Adane is the youth board co-chair of Bite Back 2030, an organisation that aims to empower young people in leading the campaign against the injustices in the current food system and the right of the next generation to healthy food. During the lockdown for the coronavirus pandemic, Adane answered questions on the BBC News, about the research this organisation carried out with Guy's and St.Thomas's Charity and 1000 teenagers, into lockdown "snacking" diet and family meals.

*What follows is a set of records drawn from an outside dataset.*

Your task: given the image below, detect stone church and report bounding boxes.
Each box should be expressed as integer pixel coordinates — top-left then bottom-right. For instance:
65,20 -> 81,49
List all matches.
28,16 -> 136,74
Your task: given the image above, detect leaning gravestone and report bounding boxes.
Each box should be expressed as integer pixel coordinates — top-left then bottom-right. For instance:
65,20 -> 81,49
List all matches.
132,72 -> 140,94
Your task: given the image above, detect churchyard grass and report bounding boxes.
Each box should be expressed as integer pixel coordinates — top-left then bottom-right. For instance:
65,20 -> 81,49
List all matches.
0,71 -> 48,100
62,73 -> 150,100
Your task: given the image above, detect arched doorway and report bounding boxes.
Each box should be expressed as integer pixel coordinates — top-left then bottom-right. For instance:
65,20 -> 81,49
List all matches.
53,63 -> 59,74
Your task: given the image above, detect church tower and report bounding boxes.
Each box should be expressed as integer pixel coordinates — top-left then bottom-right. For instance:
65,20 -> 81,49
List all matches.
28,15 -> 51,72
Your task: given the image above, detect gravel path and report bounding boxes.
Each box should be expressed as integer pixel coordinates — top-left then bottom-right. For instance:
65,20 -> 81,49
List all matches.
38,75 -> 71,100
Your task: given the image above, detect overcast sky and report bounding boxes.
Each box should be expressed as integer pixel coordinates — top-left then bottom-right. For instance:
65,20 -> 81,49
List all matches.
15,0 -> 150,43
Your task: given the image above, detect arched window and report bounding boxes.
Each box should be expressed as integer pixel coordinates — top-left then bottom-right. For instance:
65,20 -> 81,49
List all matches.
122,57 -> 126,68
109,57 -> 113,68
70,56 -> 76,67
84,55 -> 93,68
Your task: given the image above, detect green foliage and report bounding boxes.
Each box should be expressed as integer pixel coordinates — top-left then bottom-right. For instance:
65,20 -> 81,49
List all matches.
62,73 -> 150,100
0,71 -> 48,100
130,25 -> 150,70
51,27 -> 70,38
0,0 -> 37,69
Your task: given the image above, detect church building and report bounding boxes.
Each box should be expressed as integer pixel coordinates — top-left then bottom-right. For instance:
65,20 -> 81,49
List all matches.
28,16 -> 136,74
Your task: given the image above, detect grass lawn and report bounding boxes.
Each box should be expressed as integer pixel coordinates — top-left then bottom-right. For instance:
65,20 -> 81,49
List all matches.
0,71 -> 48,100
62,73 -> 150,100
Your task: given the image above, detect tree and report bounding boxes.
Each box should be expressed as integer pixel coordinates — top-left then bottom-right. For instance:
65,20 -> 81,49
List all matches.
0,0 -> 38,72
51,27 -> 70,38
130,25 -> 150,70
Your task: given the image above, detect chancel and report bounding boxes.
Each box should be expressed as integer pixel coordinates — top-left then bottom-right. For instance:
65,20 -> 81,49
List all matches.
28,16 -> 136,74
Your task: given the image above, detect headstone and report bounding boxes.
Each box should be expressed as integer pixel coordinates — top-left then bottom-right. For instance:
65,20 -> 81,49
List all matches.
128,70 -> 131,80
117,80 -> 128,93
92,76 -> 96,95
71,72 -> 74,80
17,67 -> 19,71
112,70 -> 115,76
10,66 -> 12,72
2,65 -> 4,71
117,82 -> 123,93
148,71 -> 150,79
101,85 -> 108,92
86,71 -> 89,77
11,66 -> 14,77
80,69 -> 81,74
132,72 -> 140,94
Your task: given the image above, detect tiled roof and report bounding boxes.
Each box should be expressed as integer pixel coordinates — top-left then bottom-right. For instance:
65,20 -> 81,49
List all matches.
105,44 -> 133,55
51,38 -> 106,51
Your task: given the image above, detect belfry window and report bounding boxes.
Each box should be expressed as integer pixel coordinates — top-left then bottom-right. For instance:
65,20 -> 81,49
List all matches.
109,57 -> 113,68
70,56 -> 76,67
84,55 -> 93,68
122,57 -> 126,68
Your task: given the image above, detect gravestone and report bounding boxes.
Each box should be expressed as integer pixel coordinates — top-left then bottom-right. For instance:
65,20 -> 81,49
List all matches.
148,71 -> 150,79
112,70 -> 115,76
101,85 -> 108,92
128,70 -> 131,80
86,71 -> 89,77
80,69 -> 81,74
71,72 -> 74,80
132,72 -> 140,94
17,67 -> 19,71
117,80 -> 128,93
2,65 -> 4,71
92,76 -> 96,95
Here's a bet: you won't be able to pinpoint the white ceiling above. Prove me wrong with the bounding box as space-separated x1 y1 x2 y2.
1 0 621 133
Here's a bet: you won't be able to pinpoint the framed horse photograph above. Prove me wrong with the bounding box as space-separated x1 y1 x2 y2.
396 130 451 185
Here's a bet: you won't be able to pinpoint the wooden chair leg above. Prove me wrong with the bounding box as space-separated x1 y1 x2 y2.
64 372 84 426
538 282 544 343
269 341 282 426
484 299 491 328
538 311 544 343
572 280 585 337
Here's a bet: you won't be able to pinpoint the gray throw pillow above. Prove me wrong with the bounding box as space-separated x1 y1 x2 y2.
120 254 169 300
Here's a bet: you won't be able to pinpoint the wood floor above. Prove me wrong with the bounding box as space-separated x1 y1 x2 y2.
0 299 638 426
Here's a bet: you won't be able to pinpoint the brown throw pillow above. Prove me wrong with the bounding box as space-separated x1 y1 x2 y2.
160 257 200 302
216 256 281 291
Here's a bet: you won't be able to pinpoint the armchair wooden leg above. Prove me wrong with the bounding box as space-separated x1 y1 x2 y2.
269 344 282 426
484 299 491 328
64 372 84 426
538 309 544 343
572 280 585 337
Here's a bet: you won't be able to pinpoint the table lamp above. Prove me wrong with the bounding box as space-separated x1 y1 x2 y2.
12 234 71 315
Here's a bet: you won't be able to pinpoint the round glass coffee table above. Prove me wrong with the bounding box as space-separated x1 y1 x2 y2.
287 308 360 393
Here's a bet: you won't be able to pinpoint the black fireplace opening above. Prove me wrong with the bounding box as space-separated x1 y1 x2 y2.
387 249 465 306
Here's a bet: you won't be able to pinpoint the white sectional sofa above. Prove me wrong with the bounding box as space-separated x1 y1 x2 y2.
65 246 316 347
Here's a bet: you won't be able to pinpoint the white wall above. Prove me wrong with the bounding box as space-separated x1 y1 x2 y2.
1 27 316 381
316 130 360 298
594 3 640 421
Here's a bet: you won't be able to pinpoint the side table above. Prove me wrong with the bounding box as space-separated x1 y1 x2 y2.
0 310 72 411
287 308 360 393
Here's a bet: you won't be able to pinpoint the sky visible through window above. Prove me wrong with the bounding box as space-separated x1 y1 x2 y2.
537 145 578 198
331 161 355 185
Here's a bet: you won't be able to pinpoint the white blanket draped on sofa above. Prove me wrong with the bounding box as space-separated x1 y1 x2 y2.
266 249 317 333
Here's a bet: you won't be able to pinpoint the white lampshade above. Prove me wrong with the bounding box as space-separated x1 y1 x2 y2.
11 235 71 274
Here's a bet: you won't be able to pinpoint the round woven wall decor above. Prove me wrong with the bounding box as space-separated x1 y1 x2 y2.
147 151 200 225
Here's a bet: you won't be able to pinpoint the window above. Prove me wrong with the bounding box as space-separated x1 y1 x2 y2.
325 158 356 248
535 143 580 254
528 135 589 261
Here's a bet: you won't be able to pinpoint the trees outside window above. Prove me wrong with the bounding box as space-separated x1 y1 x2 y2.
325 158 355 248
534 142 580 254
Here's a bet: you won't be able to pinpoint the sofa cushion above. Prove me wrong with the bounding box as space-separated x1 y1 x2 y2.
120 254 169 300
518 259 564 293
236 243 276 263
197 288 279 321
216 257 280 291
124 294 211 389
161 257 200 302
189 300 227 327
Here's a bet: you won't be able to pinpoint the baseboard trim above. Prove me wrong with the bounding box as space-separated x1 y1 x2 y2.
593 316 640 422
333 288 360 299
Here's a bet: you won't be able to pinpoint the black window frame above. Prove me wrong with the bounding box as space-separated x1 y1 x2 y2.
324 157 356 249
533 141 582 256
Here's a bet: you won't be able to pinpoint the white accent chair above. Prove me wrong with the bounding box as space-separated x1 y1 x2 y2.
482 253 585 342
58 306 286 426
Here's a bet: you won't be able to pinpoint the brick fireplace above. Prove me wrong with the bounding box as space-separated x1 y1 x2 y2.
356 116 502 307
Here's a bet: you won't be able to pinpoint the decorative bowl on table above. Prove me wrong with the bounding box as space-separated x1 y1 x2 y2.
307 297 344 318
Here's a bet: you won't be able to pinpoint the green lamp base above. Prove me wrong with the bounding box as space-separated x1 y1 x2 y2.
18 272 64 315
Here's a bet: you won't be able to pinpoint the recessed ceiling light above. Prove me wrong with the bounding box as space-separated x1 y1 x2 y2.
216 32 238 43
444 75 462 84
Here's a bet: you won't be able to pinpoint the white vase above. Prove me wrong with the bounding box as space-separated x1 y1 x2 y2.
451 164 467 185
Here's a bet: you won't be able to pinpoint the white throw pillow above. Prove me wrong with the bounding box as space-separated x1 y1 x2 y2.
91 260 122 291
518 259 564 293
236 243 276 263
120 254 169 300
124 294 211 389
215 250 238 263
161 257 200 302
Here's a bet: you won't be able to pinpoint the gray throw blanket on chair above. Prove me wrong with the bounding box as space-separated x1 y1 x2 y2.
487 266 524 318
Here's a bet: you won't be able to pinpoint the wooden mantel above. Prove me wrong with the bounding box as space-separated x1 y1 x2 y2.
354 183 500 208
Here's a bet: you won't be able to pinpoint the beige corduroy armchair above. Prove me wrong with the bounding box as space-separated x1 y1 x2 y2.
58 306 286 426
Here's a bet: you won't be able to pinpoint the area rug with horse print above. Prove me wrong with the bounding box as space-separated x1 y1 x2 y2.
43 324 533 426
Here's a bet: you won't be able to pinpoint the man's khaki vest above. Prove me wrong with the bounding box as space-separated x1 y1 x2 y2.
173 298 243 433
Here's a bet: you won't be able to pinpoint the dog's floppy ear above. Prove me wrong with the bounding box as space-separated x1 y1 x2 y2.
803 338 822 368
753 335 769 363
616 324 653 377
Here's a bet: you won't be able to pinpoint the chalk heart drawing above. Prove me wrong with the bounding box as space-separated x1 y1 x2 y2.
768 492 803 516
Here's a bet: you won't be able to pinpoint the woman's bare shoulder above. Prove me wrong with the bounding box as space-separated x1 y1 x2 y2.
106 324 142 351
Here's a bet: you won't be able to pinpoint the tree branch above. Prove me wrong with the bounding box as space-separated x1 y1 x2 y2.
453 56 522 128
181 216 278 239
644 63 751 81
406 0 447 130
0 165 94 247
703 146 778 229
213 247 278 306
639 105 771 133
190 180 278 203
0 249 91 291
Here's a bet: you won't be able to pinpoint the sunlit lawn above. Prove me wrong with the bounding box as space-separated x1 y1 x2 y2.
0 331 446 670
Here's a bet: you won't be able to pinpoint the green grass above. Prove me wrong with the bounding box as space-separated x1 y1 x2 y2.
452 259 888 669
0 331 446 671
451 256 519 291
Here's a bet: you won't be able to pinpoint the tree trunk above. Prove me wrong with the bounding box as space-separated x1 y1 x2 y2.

Having started a rapidly growing petition on behalf of the 1.4million children in the UK who rely on free school meals outside of term-time, which attracted 100,000 signatures in a week, her petition ended up being supported by more than 430,000 signatures. She has spoken on the right of every child to food and on this petition (after the UK Parliament had voted against extending free school meals during the pandemic), for example, at the WE Day with celebrity chef Jamie Oliver, and at other youth empowerment events such as the Power of Youth Festival, which showcases youth activists and has 1000 partner organisations with aims to change the way that young people are viewed by society.

Adane's campaign was supported by Marcus Rashford. Adane was recognised for her work when she was included in the BBC's 100 Women. Rashford was credited with forcing the government to re-think its funding of school meals, but it was Adane who was behind the campaign. She has supported moves for more nutritious meals in schools so that 'no child grows up in a food desert'.